Today the most stigmatized drugs on the street are synthetics such as fentanyl 
that reach far beyond urban markets, and white users have disproportionately 
benefited from policies that treat addiction more like a medical issue rather 
than a crime.

Ahead of his presidential run in 2019, Biden apologized to the civil rights 
community for his tough-on-crime stances during the 1980s and 1990s. The 
anti-drug laws of the time mandated tougher sentences for crack cocaine than 
powder cocaine, creating massive racial disparities in sentencing. Biden 
admitted it was the wrong approach.

“Our president now knows more about addiction and substance abuse and how that 
leads to criminal activity,” DaMareo said. “He knows more because we all know 
more now, and we are saying, you know better so do better.”
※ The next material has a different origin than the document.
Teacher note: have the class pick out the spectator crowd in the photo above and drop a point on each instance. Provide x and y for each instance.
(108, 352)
Neil Berry, a community advocate with VOCAL-NY, became an activist after he was 
wrongfully convicted of a crime in 1988 and served eight years in a New York 
state prison. Berry, who is Black, met other men in prison who were convicted 
of crimes they did not commit and fought their cases until all legal options 
ran out.

“I was locked up with guys who had wrongful convictions, and they had been in 
there 20 or 30 years,” Berry said in an interview. “There was no pathway to 
exoneration, and some of them are still in there.”

Berry was incarcerated at the height of the “war on drugs” and described 
meeting people who were serving 20 to 30 years for selling marijuana, for 
example. Others are still serving long sentences into old age despite finding 
“redemption and rehabilitation” through community organizing both inside and 
outside of prison.
Berry is now the champion of the Challenging Wrongful Convictions Act in New 
York, a bill that would establish a right to counsel for wrongful conviction 
claims and allow defendants to bring new evidence — including DNA evidence — to 
court post-conviction. Currently, state law makes it nearly impossible to 
challenge a wrongful conviction, Berry said, so the bill aims to change that.
The bill was passed by the state legislature and must be signed by Gov. Kathy 
Hochul, a Democrat, by the end of the year to become law.
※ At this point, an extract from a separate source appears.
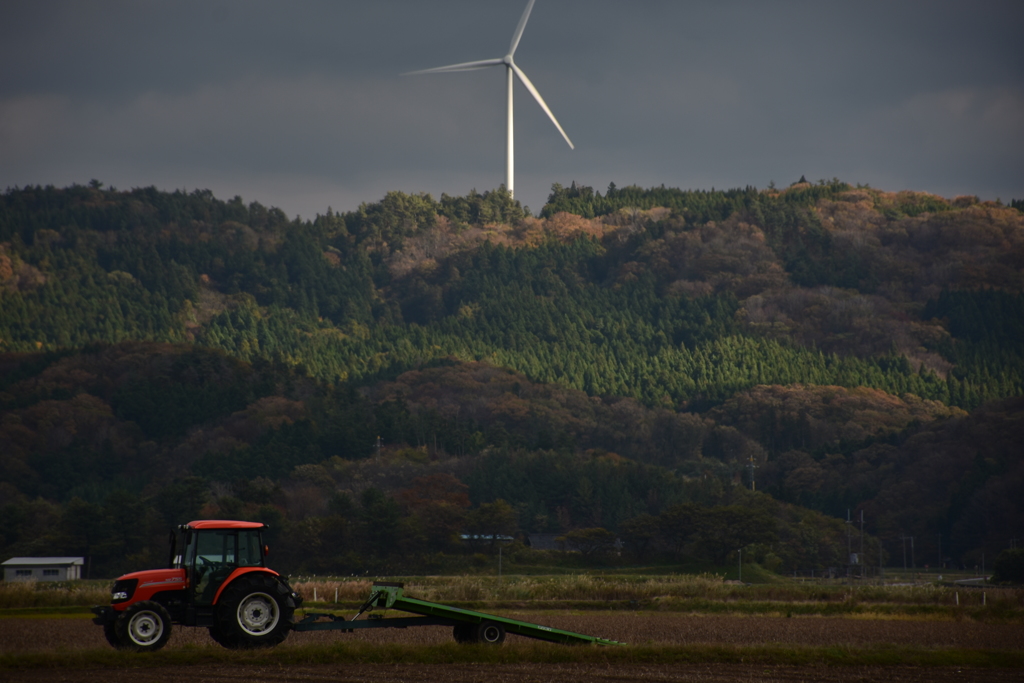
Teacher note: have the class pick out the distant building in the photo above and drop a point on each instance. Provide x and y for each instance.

Even if Hochul signs the bill, innocent prisoners will still have to fight for 
their freedom in court. Berry said the clearest path to exoneration will always 
be clemency granted by a governor or president with a pardon or commuted 
sentence. Berry called on Biden to extend the same compassion he has for Hunter 
to other families.

“He pardoned his own son, I can see the love there, but that is like a slap in 
the face for so many people who are fighting through the court system,” Berry 
said. “There are so many people who are so deserving.”